What can be some potential reasons for this varied performance with the new CPU. What are some ways this can be avoided/mitigated.
I can add more info - sample source code that has this problem, etc, if needed.
Thanks for the detailed information.
Please share with us a small reproducer and steps you used to compile and run it on your environment.
Also please let us know which version of IPP you are trying to use, if you are using IPP-2018 then please try updating the IPP to the latest version available and share with us an updated reproducer. Refer to the below link to download the latest IPP version.
Thanks for getting back. Apologies for my delayed response, as I was still looking into this issue yesterday. It turns out that, the reason for the discrepancy between the two processors, can be traced to a driver call. This is an internal driver, developed in house, that reads data from an FPGA. Both the systems run on CentOS 7.7 and the driver function that causes the discrepancy is wait_event_interruptible .
The driver reads data from a DMA, that's populated by the FPGA. The FPGA interrupts are handled by the driver to update the number of bytes available to read and notifies using wake_up_interruptible . On the read call the driver waits using 'wait_event_interruptible' and copies the available data from the DMA when the wait function returns.
For some reason that's still not clear, making this call in the driver, spills over and affects the performance of only the new CPU, after the driver code has finished running, while the old CPU carries on fine.
We're still investigating. If there are specific paths/tests that you'd like us to try, please let us know.
I wanted to add some more information to this investigation. It turns out that slowdowns in performance are not related to the IPP library itself, but can we replicated with any set of floating point calculations. We replaced the IPP function calls with our own dummy filter that mimics the floating point operations and we still continue to experience similar sporadic slowdowns in performance.

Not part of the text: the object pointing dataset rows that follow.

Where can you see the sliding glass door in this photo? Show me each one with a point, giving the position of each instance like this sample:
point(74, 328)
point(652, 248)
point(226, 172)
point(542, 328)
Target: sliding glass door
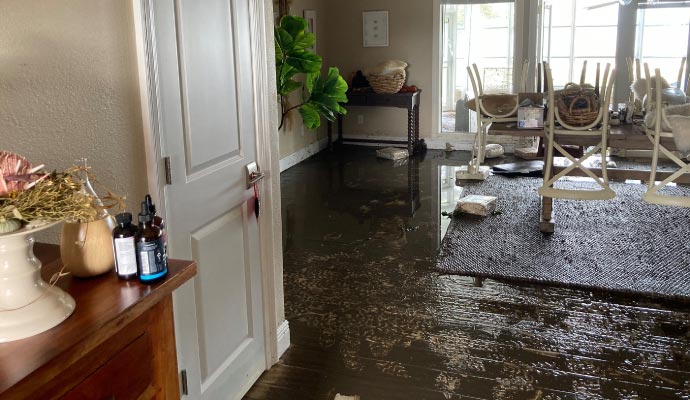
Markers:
point(481, 33)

We also isolated two cores(ie disabled irqbalance from using them) and dedicated them to our threads and the problem persists. As mentioned before, the one way to stop this from happening is to not make the wait_event call in the driver.

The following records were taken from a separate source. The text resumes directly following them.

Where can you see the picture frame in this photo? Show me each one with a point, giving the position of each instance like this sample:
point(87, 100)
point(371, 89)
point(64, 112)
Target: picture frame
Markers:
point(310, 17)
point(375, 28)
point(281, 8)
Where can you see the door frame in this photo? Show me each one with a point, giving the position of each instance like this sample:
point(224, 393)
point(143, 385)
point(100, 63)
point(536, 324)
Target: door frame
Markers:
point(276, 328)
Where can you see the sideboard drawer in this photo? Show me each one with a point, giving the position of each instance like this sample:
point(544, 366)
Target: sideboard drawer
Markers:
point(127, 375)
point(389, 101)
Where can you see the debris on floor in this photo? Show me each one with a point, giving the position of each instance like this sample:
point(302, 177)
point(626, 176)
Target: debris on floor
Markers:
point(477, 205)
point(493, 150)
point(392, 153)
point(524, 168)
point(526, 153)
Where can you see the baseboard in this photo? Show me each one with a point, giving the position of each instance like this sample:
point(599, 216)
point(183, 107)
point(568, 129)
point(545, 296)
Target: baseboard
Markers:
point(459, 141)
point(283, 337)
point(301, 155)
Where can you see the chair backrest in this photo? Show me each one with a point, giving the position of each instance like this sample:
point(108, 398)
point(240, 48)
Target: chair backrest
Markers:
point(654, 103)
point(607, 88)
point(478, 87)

The system also experiences similar issues if instead of reading the data ( with the wait call), the data is set to zeroes, but a delay is introduced with sleep system call, where we sleep for 18-20ms.
Is it possible that making the call puts the CPU In some 'sleep' state and it takes a while to become 'active' again, sometimes. It also seems like the recovery is gradual - while a single IPP/dummy filter calls normally take 30-35 microsecs normally(during good perf), once the performance hurdle is hit, the same calls take 90-100 microsecs. This continues for the next 24-26 ms, when we make another 200 such function calls and then it slowly comes back to the normal state of taking around 30-35 microsecs.
Thanks for the detailed information.
Please send us your environment details like Compiler version, IPP version, and the details of your system on which you are getting those issues. Also, share with us a reproducer with steps that you followed to reproduce this behavior.
We are a bit confused are you trying running it on CPU or FPGA?
Please send us the above details so as to get a good insight into your issue.
Please find the reproducer attached. We're building this with g++ (GCC) 4.8.5 20150623 with the C++11. The command line used to build is:
'g++ --std=c++11 -O3 TestFIRFilter.cpp -lpthread -o fir.'
As I mentioned earlier, this is not related to IPP, but rather the fact that the CPU cores sometimes enter a sleep/wait state. When woken up the system takes a longer time to perform the same set of computations, some times, compared to the version that never sleeps.
The program's being run on an Intel CPU - Intel(R) Core(TM) i7-8850H.
I've attached two samples of the outputs - res-fir.txt and res-fir-sleep.txt, which provides a comparison of the outputs from the same program, with the only difference between them being that one sleeps and other doesn't.
The system we see the problem is an embedded system. They run CentOS 7.7. Because these programs are the only ones that're running on them, there're no other processes of significance on them.
Please let me know if there's any more information required.